- Flag of West Virginia
- Active: November, 1861 to January 26, 1864
- Country: United States
- Allegiance: Union
- Branch: Infantry
- Engagements: Battle of Cross Keys Battle of Second Bull Run Battle of White Sulphur Springs Battle of Droop Mountain

Commanders
- Colonel: John H. Oley
- Major: Hedgman Slack

= 8th West Virginia Infantry Regiment =

Infantry regiment in the Union Army during the American Civil War

The 8th West Virginia Infantry Regiment was an infantry regiment that served in the Union Army during the American Civil War.

==Service==
The 8th West Virginia Infantry Regiment was organized in Buffalo, West Virginia in November 1861 and attached to the District of the Kanawha, with men recruited from the central and southern counties of Braxton, Clay, Jackson, Kanawha, Putnam, Raleigh, Fayette, Boone, Logan and Wyoming.

Originally known as the 8th Virginia Regiment of the Union Army, it became the 8th West Virginia when West Virginia was designated a state.

The unit fought at the Battle of Cross Keys under Lt.

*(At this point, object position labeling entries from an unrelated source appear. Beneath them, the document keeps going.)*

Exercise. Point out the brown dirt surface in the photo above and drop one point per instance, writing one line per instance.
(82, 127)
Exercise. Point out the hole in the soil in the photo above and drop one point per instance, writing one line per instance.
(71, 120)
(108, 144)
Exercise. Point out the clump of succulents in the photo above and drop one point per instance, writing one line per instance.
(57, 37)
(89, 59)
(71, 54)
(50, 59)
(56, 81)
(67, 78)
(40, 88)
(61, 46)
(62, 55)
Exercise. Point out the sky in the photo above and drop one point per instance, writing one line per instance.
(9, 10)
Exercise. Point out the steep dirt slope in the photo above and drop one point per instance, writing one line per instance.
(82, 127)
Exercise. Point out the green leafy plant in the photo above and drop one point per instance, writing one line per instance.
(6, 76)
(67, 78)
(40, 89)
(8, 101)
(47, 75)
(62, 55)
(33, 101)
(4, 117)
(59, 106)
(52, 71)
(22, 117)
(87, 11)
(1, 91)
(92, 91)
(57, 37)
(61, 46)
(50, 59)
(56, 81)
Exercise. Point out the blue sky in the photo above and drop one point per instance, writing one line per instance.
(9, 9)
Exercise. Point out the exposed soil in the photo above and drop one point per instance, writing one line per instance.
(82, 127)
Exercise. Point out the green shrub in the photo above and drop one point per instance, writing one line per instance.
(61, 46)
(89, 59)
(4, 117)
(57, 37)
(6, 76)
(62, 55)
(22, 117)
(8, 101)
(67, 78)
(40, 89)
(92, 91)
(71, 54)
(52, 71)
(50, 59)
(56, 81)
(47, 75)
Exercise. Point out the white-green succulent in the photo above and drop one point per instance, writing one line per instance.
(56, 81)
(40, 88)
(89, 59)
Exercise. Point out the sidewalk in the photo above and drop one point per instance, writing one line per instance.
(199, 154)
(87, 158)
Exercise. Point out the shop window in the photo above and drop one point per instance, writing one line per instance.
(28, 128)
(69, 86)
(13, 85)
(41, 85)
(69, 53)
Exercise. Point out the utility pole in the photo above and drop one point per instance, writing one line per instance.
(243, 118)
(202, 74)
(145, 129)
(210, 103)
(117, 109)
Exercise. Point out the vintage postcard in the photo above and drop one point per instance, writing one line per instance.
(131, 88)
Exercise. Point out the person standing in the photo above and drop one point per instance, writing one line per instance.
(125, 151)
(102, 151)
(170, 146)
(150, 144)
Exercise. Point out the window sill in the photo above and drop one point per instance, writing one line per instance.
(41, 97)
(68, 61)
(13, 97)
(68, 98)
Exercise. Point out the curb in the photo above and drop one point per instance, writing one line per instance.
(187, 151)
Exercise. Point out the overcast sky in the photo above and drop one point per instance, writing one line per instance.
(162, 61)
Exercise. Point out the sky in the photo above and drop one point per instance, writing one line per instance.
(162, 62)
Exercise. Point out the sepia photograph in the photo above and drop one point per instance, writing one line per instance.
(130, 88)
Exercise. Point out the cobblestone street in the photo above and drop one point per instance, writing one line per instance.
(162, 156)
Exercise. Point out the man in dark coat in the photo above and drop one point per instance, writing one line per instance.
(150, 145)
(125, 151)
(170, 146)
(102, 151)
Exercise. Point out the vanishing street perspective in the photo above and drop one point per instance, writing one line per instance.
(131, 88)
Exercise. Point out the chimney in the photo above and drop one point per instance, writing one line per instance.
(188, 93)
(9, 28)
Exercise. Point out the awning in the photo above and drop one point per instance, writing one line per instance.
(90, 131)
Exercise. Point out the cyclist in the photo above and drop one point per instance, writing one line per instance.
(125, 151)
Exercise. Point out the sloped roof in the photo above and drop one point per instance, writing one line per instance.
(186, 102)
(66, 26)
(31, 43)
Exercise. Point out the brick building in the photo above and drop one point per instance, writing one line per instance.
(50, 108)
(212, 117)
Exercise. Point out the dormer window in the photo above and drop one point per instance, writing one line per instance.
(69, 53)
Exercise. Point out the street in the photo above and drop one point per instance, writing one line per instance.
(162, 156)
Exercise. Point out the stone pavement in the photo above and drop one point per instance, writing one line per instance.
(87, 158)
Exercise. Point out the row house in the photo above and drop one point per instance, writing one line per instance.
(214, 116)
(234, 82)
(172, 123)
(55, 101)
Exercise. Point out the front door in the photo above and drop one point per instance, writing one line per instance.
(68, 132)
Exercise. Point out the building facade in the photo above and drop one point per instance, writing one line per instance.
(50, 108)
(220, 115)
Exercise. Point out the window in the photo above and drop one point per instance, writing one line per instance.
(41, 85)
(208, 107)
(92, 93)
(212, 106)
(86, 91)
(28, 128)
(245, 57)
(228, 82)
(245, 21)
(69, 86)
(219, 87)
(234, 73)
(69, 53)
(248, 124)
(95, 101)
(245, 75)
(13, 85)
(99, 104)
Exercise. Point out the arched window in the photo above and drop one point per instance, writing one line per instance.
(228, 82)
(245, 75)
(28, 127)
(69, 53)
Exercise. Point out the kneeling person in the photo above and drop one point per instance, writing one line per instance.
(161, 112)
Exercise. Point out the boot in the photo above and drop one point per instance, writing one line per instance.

Colonel Lucien Loeser as a part of Cluseret's Brigade, alongside the 60th Ohio under overall command of Col. Gustave Paul Clusteret, a French officer who served with the Union Army.

During May 1863, the regiment was converted to a mounted infantry by Brigadier General William W. Averell. The regiment was immediately sent to a camp for instruction and supplied. On January 26, 1864, the 8th West Virginia was reorganized into a cavalry regiment, the 7th West Virginia Cavalry. It was mustered out on August 1, 1865.